Jean-Luc Ville et Abajila Guyo cosignent Le Dernier Eléphant, bien que le second ne sache probablement ni lire ni écrire. Il est assez rare qu'un ethnologue rende ainsi justice à son informateur. Mais ce récit doit vraiment beaucoup aux conversations entre les deux hommes, à une relation nouée au fil des ans et à une belle confiance. Abajila est né dans le sud-est du Kenya vers 1920. C'est un Waata, un des derniers chasseurs à l'arc. En exergue, Jean-Luc Ville cite Taille de l'homme de Ramuz: «Car il y a (il y avait) des hommes qui tirent de leur travail non seulement tout ce qu'ils savent, mais encore tout ce qu'ils sentent, de sorte que le travail n'a point de fin pour eux, étant à la fois actif et contemplatif, et que, ne faisant rien, ils travaillent encore et, tout en travaillant, ne font rien, parce qu'ils contemplent.» Ce qui s'applique parfaitement à la dure vie des Waata, comme la raconte Abajila.

Ce livre n'est pas une monographie classique mais vraiment un dialogue et aussi une œuvre littéraire (qui est même imprégnée de formes et d'un rythme ramuzien!). En suivant le vieil homme, l'ethnologue apprend à connaître la brousse, à lire dans les arbres «son infinie douceur, sa force, sa cruauté», à reconnaître la présence divine qui «vient d'abord dans les choses fragiles, dans ce qui se rejoint, dans ce qui se sépare, dans tout ce qui est capable de trembler», comme le hérisson ou le phasme ailé. Il décrit les techniques de fabrication des arcs et des flèches, celle du poison, les stratégies des bêtes et des chasseurs, la cueillette du miel. Et il arrive que tout cela soit passionnant, grâce à Jean-Luc Ville qui porte sur les Waata un regard si amoureux qu'il les rend vivants, proches et intéressants.

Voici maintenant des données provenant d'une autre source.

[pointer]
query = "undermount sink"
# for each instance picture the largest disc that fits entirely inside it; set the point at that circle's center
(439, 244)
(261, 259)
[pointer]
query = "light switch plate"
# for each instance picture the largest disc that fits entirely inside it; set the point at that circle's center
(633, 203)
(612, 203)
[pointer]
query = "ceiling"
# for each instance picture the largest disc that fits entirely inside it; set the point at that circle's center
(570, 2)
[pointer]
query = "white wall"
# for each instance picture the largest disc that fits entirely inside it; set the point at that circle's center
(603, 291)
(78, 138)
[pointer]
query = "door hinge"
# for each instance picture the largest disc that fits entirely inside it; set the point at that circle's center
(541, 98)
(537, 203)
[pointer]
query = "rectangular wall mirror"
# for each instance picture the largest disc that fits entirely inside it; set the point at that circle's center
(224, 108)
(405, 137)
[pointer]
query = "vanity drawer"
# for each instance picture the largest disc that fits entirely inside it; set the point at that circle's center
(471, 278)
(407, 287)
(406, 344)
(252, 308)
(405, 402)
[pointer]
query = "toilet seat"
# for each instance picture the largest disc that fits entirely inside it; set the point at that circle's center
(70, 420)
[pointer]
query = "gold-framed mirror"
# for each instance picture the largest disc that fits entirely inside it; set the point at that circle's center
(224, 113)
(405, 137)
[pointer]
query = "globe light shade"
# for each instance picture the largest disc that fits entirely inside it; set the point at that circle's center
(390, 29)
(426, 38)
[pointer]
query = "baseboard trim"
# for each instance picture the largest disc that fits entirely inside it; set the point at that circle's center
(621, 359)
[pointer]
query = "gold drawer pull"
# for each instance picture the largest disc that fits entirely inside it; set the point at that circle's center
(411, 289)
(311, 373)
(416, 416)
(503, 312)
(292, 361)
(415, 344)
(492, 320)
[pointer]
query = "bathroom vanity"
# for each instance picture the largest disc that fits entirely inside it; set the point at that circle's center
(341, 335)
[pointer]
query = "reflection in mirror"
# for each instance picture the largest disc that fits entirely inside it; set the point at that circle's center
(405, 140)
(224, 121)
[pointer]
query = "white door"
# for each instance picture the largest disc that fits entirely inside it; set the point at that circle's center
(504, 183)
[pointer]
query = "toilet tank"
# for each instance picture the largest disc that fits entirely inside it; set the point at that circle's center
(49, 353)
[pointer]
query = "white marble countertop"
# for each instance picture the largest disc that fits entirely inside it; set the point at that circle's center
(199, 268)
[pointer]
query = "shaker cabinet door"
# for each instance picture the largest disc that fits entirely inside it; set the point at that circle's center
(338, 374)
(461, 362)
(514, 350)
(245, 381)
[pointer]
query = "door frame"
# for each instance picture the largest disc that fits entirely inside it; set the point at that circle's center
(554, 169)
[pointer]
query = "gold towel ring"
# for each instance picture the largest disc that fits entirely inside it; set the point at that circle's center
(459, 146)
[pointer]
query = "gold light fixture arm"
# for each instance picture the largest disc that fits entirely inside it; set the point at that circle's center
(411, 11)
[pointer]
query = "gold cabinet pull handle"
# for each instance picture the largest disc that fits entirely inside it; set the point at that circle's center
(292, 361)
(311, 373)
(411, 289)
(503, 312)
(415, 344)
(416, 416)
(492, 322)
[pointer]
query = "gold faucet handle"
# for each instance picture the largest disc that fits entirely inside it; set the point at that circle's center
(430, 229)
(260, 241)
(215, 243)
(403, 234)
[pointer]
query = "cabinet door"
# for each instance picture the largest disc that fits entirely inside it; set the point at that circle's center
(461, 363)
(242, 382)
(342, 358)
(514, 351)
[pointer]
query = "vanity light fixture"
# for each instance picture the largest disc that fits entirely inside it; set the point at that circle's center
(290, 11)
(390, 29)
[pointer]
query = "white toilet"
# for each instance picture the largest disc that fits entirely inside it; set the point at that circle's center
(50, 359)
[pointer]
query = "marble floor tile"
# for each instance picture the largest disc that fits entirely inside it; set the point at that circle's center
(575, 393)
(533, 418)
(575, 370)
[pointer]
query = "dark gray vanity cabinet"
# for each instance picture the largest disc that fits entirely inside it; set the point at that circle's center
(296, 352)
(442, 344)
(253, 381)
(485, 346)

Il partage, au fond, avec eux, un sentiment de supériorité sur le cultivateur et le berger: «Quoi que le Ciel fasse, ce que le chasseur aura dans son ventre dépend surtout de son talent et de sa force. En revanche, la quantité de grain ou de lait reste toujours à la mesure de la quantité d'eau accordée par le ciel.» Cette première partie donne l'impression d'un monde intact, où les hommes et les bêtes sont également petits entre le ciel immense et la terre brûlée, un monde archaïque et autarcique où le mot Fanta est aussi incongru que la bouteille de Coca sur la tête de l'aborigène australien dans le film Les dieux sont tombés sur la tête.

Ce qui suit est moins idyllique: au chapitre «Les Blancs», on comprend que les Waata sont devenus à leur tour gibier de l'administration coloniale, qu'ils ont dû quitter leurs terres, se mettre au service des organisateurs de safaris. Eux qui tuaient quelques éléphants par année, pour la viande, ont vu se développer le commerce de l'ivoire et ont été eux-mêmes amenés à s'y livrer et à être poursuivis comme braconniers. Le protectorat anglais de 1895 ayant décrété que les chasseurs devaient avoir un permis payant, la plupart des Africains se sont trouvés hors la loi. «Les Blancs traitent la chair vive de l'Afrique comme une chose qu'ils possèdent, utilisent à leur gré, arrangent comme bon leur semble.» En 1948, le parc du Tsavo est créé, «free from human rights», mais bon pour les expéditions photographiques. Les Waata doivent quitter leurs terres. Leur histoire récente est faite de salaires de misère, de terrains de chasse de plus en plus difficiles, de séjours en prison, d'une sédentarisation mal vécue.

Dans ce monde d'hommes, il y a aussi des femmes, des enfants, des vieux; un village que l'on oublie quand on est dans la brousse. C'est là, dans le ventre des cases, que se racontent les histoires, que se trame la sorcellerie, que se font et se défont les unions. Et cela aussi, l'ethnologue le rend attachant, pas seulement par son empathie, mais par un vrai travail d'écriture. «Tous les hommes ont besoin de grandeur. Si le premier chasseur s'est dressé à la face du Ciel, c'est par refus du caractère absolu de la domination divine, de toute domination, quelle qu'elle soit.» Mais il lui est de plus en plus difficile de trouver un coin de terre pour y exercer ce refus.